Now overrun with weeds and left derelict, the villa stands a ruin in the forest. It took a Pisan immigrant in London to draw attention to a forgotten treasure.
“I am glad that our documentary shocked Tuscan institutions into developing restoration projects in Coltano. The docu will be shown on the BBC soon and we’ll be talking about it on air at London One Radio, of course. One of our goals is to ‘rescue’ and promote Italian culture.”
Many distinguished guests say their piece into London One Radio’s microphones, Ennio Morricone first and foremost. The composer’s interview and music boosted the radio station’s success, which is musically oriented, hosting the likes of established musicians such as Zucchero as well as young, up-and-coming talented musicians. These guests draw in the numbers, but the priority of the Italian radio in London is actually to give practical advice to Italians in London or to Italians who plan on moving to the UK capital.
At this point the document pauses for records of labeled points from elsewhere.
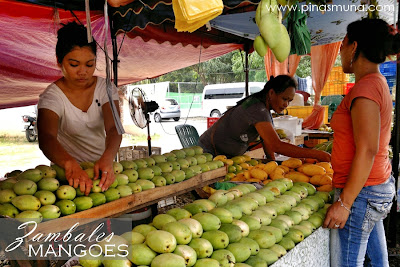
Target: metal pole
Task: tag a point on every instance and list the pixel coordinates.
(246, 68)
(392, 237)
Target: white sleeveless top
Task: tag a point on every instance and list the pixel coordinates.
(82, 134)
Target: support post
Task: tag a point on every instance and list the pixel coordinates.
(392, 218)
(246, 68)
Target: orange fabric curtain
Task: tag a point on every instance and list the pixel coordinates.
(274, 67)
(322, 60)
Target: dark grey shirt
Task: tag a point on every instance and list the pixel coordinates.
(236, 128)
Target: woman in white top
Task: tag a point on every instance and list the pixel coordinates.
(75, 122)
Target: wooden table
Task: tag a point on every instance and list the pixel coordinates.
(315, 134)
(130, 203)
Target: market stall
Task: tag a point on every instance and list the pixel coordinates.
(133, 50)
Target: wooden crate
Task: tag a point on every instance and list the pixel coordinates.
(143, 150)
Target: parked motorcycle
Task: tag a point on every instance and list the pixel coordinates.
(31, 128)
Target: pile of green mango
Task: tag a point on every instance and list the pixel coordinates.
(242, 226)
(44, 193)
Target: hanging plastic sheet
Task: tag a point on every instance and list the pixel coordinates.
(193, 14)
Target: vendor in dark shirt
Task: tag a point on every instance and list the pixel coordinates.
(251, 118)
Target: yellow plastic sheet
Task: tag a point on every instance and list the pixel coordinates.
(193, 14)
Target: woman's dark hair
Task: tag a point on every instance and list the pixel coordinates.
(375, 39)
(279, 84)
(70, 35)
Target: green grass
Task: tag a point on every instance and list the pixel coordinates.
(17, 153)
(140, 138)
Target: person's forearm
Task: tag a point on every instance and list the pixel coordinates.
(113, 142)
(359, 172)
(54, 151)
(295, 151)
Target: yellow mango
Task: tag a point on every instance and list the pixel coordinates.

“The London clock ticks with challenges and only tenacious people survive here, but there’s also a wealth of opportunities. You’ve got to be quick to grab them and remember that whatever you’re good at, there is always someone who does it better, so never lower your guard and never lose confidence. I started from zero, working in the kitchen of a restaurant, before gradually working myself up to achieve my goals.”
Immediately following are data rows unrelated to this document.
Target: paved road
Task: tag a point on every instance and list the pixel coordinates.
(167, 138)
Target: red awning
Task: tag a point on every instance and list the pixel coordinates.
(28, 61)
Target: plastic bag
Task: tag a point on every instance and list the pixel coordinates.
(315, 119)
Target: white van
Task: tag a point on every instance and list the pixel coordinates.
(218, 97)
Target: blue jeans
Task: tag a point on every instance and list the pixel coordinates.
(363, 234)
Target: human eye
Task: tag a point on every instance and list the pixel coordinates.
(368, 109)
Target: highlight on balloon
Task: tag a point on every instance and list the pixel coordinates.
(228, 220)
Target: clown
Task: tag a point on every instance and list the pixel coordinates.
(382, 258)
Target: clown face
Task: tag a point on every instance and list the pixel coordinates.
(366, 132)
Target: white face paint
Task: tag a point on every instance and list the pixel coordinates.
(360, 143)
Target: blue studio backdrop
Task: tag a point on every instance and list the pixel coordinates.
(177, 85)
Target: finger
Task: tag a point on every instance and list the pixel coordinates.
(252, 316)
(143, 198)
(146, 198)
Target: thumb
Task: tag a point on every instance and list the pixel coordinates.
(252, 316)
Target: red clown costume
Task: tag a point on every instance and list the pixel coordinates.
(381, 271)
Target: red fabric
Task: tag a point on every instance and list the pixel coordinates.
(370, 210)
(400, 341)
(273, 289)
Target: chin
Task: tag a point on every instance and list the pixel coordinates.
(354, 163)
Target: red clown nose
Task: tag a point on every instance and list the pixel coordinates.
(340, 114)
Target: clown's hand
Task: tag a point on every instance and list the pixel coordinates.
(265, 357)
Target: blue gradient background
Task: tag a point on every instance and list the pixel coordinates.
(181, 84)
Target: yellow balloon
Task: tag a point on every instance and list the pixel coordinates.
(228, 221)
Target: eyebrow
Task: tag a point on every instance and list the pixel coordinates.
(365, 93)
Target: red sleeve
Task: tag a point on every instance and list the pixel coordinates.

Baglini runs an eclectic station, giving equal space to creativity and competitions, job opportunities and warning against scams, while also welcoming press releases from the Italian Embassy and the Italian Institute of Culture. With Brexit looming, is Radio One London sought after by politicians, too?
“My radio is not politically oriented and is not aligned with any party, but as life is politically involved in its essence, I am keen on building up political awareness among my audience, so I frequently host debates among government representatives and the opposition. It is gratifying that the radio is followed more and more by Italians in Italy and around the world. Our web radio is now working around the clock. We have 15 young British and Italian collaborators, we boast the Patronage of the Italian Consulate and have the support of the Fiorentini nel Mondo Association.”
Which made me wonder if Baglini misses Tuscany at all?
“I can’t forget Tuscany and the Versilian accent will remain in my heart like an old poem, as Carducci put it. It will never get lost, but my priority now is connecting with the world, or even better, communicating with people: feeling united by the same passion to create radio bridges, like in Marconi’s mind.”